Le pape reçoit lundi Recep Tayyip Erdogan, première visite d’un président depuis 59 ans, programmée en pleins bombardements meurtriers en Syrie contre des Kurdes par le régime d’Ankara et après les condamnations répétées du chef d’Etat turc sur la reconnaissance de Jérusalem comme capitale d’Israël par Donald Trump.

Le pape François et le président turc Recep Tayyip Erdogan, le 28 novembre 2014 à Ankara
Filippo Monteforte (AFP)

M. Erdogan devrait d’ailleurs sans aucun doute remercier le pape pour avoir contesté la décision du président américain. « Nous sommes tous les deux pour la défense du statu quo (à Jérusalem) et nous avons la volonté de le protéger », a commenté le dirigeant turc dans un entretien publié dimanche dans le journal La Stampa. Il y défend, comme le pape François, « la solution de deux Etats » et précise que la question de Jérusalem est la « priorité » de sa rencontre avec le souverain pontife.

« Aucune nation au monde n’a le droit de prendre des mesures unilatérales concernant une ville chère à des milliards de personnes, en ignorant le droit international », a-t-il poursuivi.

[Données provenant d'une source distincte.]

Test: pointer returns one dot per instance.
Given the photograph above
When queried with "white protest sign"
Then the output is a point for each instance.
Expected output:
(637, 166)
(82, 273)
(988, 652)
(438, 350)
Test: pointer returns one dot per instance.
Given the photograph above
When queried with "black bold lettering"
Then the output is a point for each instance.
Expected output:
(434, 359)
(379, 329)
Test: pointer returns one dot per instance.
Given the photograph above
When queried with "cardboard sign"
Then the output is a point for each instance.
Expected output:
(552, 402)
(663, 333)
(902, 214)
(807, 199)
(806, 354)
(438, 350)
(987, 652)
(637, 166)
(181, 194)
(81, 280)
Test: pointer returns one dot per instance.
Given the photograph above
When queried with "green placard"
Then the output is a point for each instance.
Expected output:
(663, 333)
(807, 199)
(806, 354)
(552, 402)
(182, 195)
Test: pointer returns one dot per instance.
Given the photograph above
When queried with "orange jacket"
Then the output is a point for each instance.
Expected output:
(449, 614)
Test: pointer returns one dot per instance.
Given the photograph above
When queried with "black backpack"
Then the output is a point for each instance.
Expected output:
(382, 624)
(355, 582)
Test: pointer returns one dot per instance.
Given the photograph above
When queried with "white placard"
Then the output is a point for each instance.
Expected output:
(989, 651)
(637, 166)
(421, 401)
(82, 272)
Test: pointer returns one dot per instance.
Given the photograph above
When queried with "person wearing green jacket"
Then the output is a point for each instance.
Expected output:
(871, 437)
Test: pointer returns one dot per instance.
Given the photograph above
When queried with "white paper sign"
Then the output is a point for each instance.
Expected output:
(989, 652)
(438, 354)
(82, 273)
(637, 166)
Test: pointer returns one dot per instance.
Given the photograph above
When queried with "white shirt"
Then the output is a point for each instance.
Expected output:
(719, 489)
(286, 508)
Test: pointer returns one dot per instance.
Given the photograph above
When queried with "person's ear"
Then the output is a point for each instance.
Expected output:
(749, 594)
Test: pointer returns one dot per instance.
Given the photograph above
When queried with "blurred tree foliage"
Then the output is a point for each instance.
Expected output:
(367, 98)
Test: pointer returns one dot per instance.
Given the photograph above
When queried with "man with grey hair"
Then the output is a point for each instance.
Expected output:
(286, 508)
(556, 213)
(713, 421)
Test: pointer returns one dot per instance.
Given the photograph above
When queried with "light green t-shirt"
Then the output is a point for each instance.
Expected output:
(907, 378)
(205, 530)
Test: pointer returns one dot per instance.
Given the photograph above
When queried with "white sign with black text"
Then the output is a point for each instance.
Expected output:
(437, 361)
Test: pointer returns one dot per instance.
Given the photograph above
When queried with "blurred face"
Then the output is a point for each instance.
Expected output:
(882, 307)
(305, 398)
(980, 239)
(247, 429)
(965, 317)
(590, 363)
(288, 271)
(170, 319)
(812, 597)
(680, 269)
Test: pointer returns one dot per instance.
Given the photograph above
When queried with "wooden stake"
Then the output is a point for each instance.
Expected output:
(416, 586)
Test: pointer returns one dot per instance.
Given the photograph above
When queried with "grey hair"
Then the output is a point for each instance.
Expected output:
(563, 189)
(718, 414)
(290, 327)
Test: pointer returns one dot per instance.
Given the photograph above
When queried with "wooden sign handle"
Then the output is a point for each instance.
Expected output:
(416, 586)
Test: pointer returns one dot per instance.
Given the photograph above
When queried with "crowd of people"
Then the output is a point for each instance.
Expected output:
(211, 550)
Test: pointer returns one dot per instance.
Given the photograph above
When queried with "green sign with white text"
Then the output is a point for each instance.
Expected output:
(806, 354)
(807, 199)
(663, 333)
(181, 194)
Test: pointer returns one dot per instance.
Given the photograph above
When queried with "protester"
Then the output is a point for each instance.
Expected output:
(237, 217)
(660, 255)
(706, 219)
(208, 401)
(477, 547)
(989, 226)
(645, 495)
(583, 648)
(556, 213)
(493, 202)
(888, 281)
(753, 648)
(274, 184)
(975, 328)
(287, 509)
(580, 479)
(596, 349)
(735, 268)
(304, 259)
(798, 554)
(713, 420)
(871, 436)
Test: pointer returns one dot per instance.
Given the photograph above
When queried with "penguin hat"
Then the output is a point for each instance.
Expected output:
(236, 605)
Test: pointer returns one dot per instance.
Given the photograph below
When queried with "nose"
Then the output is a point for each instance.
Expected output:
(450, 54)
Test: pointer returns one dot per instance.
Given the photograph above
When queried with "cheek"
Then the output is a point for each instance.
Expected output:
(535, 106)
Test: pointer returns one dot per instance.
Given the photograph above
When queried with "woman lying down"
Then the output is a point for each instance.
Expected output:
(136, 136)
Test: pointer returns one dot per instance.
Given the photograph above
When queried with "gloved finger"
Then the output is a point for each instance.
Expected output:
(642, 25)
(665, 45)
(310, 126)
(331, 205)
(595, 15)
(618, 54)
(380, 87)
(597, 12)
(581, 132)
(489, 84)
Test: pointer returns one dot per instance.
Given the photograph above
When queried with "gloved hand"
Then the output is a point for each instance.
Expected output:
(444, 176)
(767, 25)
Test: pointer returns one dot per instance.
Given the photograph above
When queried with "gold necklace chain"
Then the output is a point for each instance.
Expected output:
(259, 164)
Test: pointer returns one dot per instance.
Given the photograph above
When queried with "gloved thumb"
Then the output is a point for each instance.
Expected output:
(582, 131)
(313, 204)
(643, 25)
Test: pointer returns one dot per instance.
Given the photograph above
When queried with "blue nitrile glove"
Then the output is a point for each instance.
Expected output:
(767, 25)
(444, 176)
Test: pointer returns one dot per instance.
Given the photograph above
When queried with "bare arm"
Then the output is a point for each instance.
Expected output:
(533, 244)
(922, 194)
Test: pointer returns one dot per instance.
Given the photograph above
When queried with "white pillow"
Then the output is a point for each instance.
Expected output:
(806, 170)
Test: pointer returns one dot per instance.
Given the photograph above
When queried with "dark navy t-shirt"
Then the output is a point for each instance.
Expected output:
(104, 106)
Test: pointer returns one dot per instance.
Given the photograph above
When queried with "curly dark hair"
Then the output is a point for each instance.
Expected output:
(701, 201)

Le pape François et le président turc Recep Tayyip Erdogan, le 28 novembre 2014 à Ankara
Filippo Monteforte (AFP)

« C’est pourquoi l’Assemblée générale des Nations unies a voté pour condamner la déclaration de Donald Trump sur Jérusalem en décembre dernier », a ajouté M. Erdogan, précisant que « seuls quelques pays ont soutenu les Etats-Unis et Israël, et j’ai été heureux de voir l’Italie voter contre la décision des Etats-Unis ».

Le pape argentin, qui n’a de cesse de marteler son horreur des guerres et des armes de destruction, ne manquera pas de son côté d’aborder l’offensive menée depuis le 20 janvier en Syrie contre la région d’Afrine, lors de la rencontre prévue à 9h30 (8h30 GMT) avec Erdogan.

Un sit-in de protestation contre la venue du président turc avec 200 personnes à l’initiative d’une association italienne de Kurdes est d’ailleurs prévu lundi en fin de matinée non loin du Vatican, dans les jardins de Castel Sant’Angelo. « A Afrine, un nouveau crime contre l’Humanité est en cours », dénonce l’association.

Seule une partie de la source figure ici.